What is the status of the book?

All core chapters have been already written. Now we are going through a review
and publishing process. I will write another post when the book is finalized.

However, since all the technical material is already prepared, you can get the
source codes of all chapters from
GitHub.
Codes are shared there are under MIT license so you can freely reuse them.

Conclusions

Today, as a conclusion, let me pick one example code from the book (codes are
also available on GitHub).

The example code produces a plot that compares speed and code size of Julia,
Python, Java, and C on 10 standard problems taken from the
The Computer Language Benchmarks Game website.

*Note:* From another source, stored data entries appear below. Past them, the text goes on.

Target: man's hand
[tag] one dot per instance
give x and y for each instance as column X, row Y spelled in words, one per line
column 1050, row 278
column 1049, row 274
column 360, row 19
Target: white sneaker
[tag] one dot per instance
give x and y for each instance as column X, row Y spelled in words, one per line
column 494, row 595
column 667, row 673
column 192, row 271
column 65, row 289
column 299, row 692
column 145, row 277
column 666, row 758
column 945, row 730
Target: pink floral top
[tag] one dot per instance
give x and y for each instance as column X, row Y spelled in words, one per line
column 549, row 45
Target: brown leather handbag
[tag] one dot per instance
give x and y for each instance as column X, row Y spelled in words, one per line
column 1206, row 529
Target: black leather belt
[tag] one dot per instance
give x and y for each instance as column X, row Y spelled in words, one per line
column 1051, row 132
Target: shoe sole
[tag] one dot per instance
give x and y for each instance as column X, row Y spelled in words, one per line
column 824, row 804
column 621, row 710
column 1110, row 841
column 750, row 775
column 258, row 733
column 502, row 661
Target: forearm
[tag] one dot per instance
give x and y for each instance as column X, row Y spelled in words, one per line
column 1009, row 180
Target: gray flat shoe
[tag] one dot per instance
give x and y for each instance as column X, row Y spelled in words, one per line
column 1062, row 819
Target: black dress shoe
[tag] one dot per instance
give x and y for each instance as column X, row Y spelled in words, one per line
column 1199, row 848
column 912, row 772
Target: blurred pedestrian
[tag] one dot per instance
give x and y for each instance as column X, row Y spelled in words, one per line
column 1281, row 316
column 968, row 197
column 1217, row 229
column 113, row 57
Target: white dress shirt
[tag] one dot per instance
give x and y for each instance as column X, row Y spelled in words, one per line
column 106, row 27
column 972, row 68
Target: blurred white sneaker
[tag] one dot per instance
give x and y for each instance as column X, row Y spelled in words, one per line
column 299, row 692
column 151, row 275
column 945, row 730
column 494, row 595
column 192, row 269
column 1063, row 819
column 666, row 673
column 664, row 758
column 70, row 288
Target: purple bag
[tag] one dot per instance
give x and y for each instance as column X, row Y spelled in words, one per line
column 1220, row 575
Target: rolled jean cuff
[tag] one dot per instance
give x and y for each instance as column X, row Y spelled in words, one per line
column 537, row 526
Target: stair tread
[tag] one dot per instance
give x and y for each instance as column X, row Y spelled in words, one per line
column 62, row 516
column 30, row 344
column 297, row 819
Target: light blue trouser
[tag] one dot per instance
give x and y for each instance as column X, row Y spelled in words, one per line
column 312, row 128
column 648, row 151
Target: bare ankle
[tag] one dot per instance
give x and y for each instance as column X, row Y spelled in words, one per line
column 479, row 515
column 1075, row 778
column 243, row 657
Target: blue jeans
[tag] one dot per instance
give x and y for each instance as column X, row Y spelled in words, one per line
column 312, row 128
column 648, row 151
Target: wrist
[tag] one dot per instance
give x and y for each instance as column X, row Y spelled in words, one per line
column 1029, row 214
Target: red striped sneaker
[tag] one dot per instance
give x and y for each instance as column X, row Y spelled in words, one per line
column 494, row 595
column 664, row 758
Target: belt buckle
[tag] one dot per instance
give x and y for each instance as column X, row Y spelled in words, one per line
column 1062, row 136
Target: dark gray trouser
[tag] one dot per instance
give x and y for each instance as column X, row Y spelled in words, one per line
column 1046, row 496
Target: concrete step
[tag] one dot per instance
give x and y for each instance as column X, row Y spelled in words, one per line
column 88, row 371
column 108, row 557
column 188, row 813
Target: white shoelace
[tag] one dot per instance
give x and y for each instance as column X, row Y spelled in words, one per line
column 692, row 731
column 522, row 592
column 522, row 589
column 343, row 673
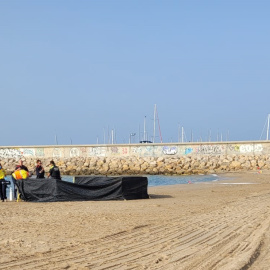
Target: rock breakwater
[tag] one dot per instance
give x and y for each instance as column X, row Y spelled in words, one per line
column 133, row 165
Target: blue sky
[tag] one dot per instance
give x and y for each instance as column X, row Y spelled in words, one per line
column 81, row 68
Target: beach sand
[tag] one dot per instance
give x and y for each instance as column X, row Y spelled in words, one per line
column 217, row 225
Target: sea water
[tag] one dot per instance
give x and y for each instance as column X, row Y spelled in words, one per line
column 158, row 180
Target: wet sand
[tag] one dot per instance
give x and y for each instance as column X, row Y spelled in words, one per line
column 218, row 225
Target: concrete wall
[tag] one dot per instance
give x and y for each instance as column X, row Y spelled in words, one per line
column 144, row 158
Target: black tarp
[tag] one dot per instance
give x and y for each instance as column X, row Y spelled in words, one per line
column 89, row 189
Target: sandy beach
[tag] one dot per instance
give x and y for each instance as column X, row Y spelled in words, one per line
column 217, row 225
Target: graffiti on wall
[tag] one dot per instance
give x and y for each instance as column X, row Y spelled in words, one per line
column 27, row 152
column 169, row 150
column 136, row 150
column 114, row 150
column 210, row 149
column 84, row 151
column 74, row 152
column 56, row 153
column 97, row 151
column 149, row 151
column 234, row 148
column 10, row 153
column 40, row 152
column 248, row 148
column 188, row 150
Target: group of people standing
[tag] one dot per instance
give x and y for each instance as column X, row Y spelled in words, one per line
column 21, row 172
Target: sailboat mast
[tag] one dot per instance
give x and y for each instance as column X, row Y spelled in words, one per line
column 154, row 135
column 267, row 132
column 144, row 129
column 182, row 134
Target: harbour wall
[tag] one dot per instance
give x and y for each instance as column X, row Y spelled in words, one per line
column 139, row 159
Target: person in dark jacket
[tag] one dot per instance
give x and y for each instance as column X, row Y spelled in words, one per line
column 39, row 170
column 54, row 171
column 3, row 186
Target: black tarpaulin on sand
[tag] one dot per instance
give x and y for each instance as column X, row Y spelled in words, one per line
column 84, row 189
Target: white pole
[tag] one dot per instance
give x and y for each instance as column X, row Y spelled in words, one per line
column 178, row 132
column 10, row 194
column 267, row 132
column 154, row 135
column 182, row 134
column 144, row 129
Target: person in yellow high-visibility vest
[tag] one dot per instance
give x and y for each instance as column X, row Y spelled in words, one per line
column 20, row 173
column 3, row 187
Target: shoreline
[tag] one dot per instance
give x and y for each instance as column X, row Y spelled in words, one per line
column 209, row 225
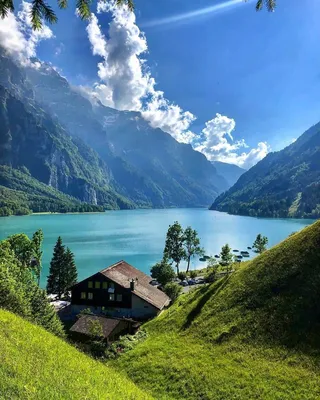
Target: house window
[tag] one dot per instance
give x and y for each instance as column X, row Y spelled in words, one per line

The example is self-contained and was tested under Julia 1.7.0,
DataFrames.jl 1.3.2, CSV.jl 0.10.3, and Plots.jl 1.27.1.

data = """
problem,language,time,size
n-body,c,2.13,1633
mandelbrot,c,1.3,1135
spectral norm,c,0.41,1197
fannkuch-redux,c,7.58,910
fasta,c,0.78,1463
k-nucleotide,c,3.96,1506
binary-trees,c,1.58,809
reverse-complement,c,0.41,1965
pidigits,c,0.56,1090
regex-redux,c,0.8,1397
n-body,Java,6.77,1489
mandelbrot,Java,4.1,796
spectral norm,Java,1.55,756
fannkuch-redux,Java,10.48,1282
fasta,Java,1.2,2543
k-nucleotide,Java,4.83,1812
binary-trees,Java,2.51,835
reverse-complement,Java,1.57,2183
pidigits,Java,0.79,764
regex-redux,Java,5.34,929
n-body,Python,541.34,1196
mandelbrot,Python,177.35,688
spectral norm,Python,112.97,407
fannkuch-redux,Python,341.45,950
fasta,Python,36.9,1947
k-nucleotide,Python,46.31,1967
binary-trees,Python,44.7,660
reverse-complement,Python,6.62,814
pidigits,Python,1.16,567
regex-redux,Python,1.34,1403
n-body,Julia,4.21,1111
mandelbrot,Julia,1.42,619
spectral norm,Julia,1.11,429
fannkuch-redux,Julia,7.83,1067
fasta,Julia,1.13,1082
k-nucleotide,Julia,4.94,951
binary-trees,Julia,7.28,634
reverse-complement,Julia,1.44,522
pidigits,Julia,0.97,506
regex-redux,Julia,1.74,759
"""

using CSV
using DataFrames
using Plots

df = CSV.read(IOBuffer(data), DataFrame)

plot(map([:time, :size],
         ["execution time (relative to C)",
          "code size (relative to C)"]) do col, title
    df_plot = unstack(df, :problem, :language, col)
    df_plot[!, Not(:problem)] ./= df_plot.c
    select!(df_plot, Not(:c))
    scatter(df_plot.problem, Matrix(select(df_plot, Not(:problem)));
            labels=permutedims(names(df_plot, Not(:problem))),
            ylabel=title,
            yaxis = col == :time ? :log : :none,
            xrotation=20,
            markershape=[:rect :diamond :circle],
            markersize=[4 5 5],
            markercolor=[:lightgray :lightgray :gold],
            xtickfontsize=7, ytickfontsize=7,
            legendfontsize=7, ylabelfontsize=7)
            hline!([1.0]; color="orange", labels="C")
end...)

(the code is not easy, but after reading the whole book you should be able to
confidently read it and create a similar implementation yourself)

The figure produced by this code looks as follows.

Benchmarks plot

If you would like to read a complete interpretation of the plot please check
Chapter 1 in Julia for Data Analysis book. Here let me just summarize
that Julia runs the code fast (left pane) and at the same time is convenient to
use (as measured by the code size; right pane).